Я бессмысленно щурюсь на мать, ресницы скоро оттаивают, лицо оживает, начинает нестерпимо гореть, будто натерли его наждаком, я бессильно обваливаюсь спиною на дверь, еще пытаюсь распеленать от веревок конек, стянуть валенки, но тут невольный стон вырывается из груди, — и я сдаюсь на милость победителя.

«Значит набегался», — утверждает мать и стаскивает с ног обувку, пихает их на просушку в запечек, освобождает меня от пальтюшонки и гремящих жестью портков, кидает сухое. — На, переоденься, — говорит уже спокойным оттаявшим голосом, — да за уроки садись. Не тяни резину. Учиться совсем перестал. Пустой, ты, Вовка, человек. Ну, почто ты не берешь примера со старших, а? Они из пятерок не вылезают, а ты едва тянешься с тройки на двойку.

Мама запаляет лампу (значит нынче давали в лавке керосин), в боковушке сумерки раздвигаются, становится празднично и светло.
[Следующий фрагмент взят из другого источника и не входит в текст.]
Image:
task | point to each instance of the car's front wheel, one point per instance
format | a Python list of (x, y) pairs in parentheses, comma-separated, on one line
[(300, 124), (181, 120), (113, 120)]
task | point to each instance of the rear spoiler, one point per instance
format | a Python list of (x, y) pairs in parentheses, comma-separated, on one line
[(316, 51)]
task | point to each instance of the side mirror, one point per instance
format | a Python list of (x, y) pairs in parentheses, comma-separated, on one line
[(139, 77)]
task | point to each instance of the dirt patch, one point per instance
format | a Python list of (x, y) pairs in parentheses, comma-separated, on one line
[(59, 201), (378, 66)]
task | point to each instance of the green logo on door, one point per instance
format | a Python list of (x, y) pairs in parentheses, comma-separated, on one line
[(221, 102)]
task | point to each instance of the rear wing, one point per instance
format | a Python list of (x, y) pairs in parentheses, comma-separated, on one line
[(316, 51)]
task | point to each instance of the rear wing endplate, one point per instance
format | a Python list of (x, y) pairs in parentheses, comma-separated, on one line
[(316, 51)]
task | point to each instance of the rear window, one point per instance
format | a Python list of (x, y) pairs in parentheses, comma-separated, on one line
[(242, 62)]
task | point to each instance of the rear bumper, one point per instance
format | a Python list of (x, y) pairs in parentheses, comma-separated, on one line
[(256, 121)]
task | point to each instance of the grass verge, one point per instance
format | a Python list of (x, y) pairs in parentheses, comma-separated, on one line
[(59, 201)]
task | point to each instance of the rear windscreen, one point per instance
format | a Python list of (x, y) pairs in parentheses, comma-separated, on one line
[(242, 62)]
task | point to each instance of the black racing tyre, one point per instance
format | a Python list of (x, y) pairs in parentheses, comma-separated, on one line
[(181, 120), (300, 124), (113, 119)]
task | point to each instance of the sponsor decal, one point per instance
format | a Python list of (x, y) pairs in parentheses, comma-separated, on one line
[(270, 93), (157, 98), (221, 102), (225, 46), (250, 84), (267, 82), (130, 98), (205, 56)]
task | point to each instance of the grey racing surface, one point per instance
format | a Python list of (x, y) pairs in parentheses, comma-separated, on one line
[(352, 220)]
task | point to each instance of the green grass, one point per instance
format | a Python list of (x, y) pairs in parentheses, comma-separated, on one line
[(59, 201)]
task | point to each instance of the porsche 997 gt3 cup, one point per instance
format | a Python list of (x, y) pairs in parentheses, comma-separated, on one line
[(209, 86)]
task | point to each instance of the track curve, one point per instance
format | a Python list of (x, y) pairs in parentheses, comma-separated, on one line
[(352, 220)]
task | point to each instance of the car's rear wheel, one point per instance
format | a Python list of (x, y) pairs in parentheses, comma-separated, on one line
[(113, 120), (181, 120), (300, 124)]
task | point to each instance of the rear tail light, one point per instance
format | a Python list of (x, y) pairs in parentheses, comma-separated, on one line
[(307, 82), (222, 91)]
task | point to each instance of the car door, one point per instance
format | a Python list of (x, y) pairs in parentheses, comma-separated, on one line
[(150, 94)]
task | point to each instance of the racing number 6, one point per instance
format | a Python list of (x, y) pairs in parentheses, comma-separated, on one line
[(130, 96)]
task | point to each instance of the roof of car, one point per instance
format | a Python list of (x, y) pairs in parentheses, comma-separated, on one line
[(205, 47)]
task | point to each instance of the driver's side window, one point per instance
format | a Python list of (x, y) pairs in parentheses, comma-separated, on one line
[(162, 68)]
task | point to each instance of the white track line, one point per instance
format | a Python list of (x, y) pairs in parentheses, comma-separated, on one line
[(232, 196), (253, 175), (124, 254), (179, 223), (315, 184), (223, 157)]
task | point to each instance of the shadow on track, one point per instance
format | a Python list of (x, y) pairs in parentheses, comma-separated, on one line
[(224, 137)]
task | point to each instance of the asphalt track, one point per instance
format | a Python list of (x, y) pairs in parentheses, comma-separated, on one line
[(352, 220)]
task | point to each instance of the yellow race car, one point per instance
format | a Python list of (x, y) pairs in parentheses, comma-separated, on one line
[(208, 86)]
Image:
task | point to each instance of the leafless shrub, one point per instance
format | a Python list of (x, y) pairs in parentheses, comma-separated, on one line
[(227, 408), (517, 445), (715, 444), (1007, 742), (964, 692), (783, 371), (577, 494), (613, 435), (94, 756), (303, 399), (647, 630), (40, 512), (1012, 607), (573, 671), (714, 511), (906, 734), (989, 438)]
Крашеный потолок над головою маревит, зыбится, как замрелая под ледком водица; отчего-то, не падая на пол, над головою плавают рыбки-костяхи, шевелятся водоросли, бегает, суча ножками, жук-плавунец. Лохматая тень от моей головы елозит по полу, отчего-то заныривает в угол за маминой кроватью и там замирает под табуреткой, на которой стоит таз для умывания. Значит я малость призаснул, как уличный псишко, прямо на пороге.